Certified Real Data: The Role of IoTeX and DePIN Networks

The report also places significant focus on IoTeX, a protocol that in recent years has transformed its infrastructure into a comprehensive platform for the collection, certification, and orchestration of real-world data.

IoTeX enables the connection of sensors, IoT devices, home systems, and industrial equipment, providing:

  • a verified onchain identity for each device,
  • a data aggregation system,
  • a level of cryptographic attestation via ZK,
  • APIs that allow AI agents to utilize that data in real-time.

Today, IoTeX coordinates over 16,000 devices and dozens of vertical projects, providing AI agents with the ability to access verified data from the real world. A significant difference compared to simple scraping.


The Endpoint: Data as a Financial Asset

According to Messari, the trajectory is clear: data is becoming a financial asset in every respect. Just as today one can invest in compute, GPU, and colocation, in the future it will be possible to invest in “data streams,” purchase usage rights, support networks that collect frontier data, and in return, receive economic returns.

It’s an almost inevitable evolution: if data becomes scarce, valuable, and difficult to produce, it will then have a market, a price, demand, and supply.

Blockchain, once again, is the ideal layer for:

  • coordinate this economy,
  • verify its integrity,
  • trace the provenance,
  • distribute the compensations,
  • protect users,
  • support global scalability.

Conclusion

AI will not advance through increasingly larger models, but through richer data, sourced from the real world and collected via global networks of contributors. It is the greatest gold rush of the next decade: not that of chips, but that of data.

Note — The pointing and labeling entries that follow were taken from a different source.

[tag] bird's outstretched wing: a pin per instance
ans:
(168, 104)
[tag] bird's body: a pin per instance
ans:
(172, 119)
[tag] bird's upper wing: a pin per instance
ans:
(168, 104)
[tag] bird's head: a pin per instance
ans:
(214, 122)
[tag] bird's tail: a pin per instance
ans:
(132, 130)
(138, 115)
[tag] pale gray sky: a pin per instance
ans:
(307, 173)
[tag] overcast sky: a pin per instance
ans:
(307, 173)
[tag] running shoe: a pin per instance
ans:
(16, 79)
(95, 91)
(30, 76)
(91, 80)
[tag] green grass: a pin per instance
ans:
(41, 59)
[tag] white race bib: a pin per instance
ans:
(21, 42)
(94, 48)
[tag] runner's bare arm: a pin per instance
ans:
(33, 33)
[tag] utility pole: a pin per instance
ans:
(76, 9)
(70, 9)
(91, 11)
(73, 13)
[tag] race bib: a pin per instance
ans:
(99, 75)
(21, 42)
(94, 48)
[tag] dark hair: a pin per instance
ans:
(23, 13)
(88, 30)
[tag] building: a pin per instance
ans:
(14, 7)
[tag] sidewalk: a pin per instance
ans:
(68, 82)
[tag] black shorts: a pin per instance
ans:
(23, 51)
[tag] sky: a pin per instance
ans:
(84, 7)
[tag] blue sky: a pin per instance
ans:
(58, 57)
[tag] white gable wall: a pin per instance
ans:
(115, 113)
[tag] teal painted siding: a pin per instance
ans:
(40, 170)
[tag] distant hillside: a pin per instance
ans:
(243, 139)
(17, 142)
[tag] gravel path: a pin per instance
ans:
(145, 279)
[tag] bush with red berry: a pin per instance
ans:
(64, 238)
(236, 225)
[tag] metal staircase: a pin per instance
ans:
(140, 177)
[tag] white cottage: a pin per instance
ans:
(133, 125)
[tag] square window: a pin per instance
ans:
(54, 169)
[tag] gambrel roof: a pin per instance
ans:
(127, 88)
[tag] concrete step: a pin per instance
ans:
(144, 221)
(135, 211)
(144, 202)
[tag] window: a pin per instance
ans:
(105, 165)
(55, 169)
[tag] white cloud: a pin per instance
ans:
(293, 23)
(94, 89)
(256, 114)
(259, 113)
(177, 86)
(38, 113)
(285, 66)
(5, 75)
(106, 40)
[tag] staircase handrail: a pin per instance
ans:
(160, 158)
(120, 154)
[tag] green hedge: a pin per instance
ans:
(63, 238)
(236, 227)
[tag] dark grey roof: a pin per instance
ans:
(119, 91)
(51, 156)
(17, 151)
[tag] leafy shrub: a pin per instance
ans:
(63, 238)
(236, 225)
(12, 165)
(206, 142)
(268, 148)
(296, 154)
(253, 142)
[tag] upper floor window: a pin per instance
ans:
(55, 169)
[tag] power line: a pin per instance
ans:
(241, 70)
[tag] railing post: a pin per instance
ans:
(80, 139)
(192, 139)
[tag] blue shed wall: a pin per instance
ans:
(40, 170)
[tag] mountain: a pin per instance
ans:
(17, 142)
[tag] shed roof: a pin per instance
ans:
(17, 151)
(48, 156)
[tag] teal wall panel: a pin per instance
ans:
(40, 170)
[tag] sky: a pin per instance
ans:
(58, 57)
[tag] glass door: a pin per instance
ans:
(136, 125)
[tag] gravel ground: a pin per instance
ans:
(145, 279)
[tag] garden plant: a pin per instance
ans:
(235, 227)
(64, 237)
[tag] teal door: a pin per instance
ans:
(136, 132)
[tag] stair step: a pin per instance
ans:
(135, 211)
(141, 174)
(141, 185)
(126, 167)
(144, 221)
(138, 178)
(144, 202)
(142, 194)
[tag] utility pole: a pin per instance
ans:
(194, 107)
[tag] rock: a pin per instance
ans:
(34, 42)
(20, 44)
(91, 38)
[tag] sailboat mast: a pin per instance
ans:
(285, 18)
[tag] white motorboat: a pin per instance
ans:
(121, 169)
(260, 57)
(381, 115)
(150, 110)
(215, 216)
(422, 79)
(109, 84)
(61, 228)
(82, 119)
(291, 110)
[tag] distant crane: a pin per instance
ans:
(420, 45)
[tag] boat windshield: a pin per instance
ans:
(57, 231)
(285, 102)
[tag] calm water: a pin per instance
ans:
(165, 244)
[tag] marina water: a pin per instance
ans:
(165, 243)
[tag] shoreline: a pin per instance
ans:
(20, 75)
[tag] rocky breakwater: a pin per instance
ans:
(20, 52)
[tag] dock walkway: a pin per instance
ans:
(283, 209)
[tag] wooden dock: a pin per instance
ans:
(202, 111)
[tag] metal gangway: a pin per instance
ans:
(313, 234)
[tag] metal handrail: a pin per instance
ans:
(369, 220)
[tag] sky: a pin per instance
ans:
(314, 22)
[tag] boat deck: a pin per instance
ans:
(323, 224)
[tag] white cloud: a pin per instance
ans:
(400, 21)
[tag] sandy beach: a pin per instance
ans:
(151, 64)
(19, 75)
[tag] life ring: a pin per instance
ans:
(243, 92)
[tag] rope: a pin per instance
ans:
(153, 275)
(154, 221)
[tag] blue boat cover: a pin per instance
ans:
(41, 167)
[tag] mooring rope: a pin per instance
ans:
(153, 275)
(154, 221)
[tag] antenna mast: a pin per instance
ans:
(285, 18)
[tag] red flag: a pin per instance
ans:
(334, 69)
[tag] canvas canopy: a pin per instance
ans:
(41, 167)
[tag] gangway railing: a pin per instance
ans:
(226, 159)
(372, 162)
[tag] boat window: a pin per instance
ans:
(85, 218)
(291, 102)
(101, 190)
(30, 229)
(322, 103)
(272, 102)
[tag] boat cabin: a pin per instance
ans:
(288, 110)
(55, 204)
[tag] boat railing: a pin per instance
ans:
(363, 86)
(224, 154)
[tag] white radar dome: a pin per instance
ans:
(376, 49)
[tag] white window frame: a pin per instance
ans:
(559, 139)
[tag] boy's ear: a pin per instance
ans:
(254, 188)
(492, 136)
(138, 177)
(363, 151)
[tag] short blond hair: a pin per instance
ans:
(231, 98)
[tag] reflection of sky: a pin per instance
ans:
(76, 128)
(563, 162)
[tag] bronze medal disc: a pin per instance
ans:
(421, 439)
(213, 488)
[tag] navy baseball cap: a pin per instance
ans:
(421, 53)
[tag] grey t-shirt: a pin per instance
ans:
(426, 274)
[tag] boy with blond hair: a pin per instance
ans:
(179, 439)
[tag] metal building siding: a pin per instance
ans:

Web3 protocols are not a mere detail: they are the natural platform for collecting, verifying, distributing, and compensating those who provide this data. If the web was the raw material of the first AI wave, the real world will be the raw material of the second.

And this time, for the first time, the collection will not be controlled by a few giants, but by the networks.

Open, incentivized, decentralized networks: the new infrastructure of frontier data.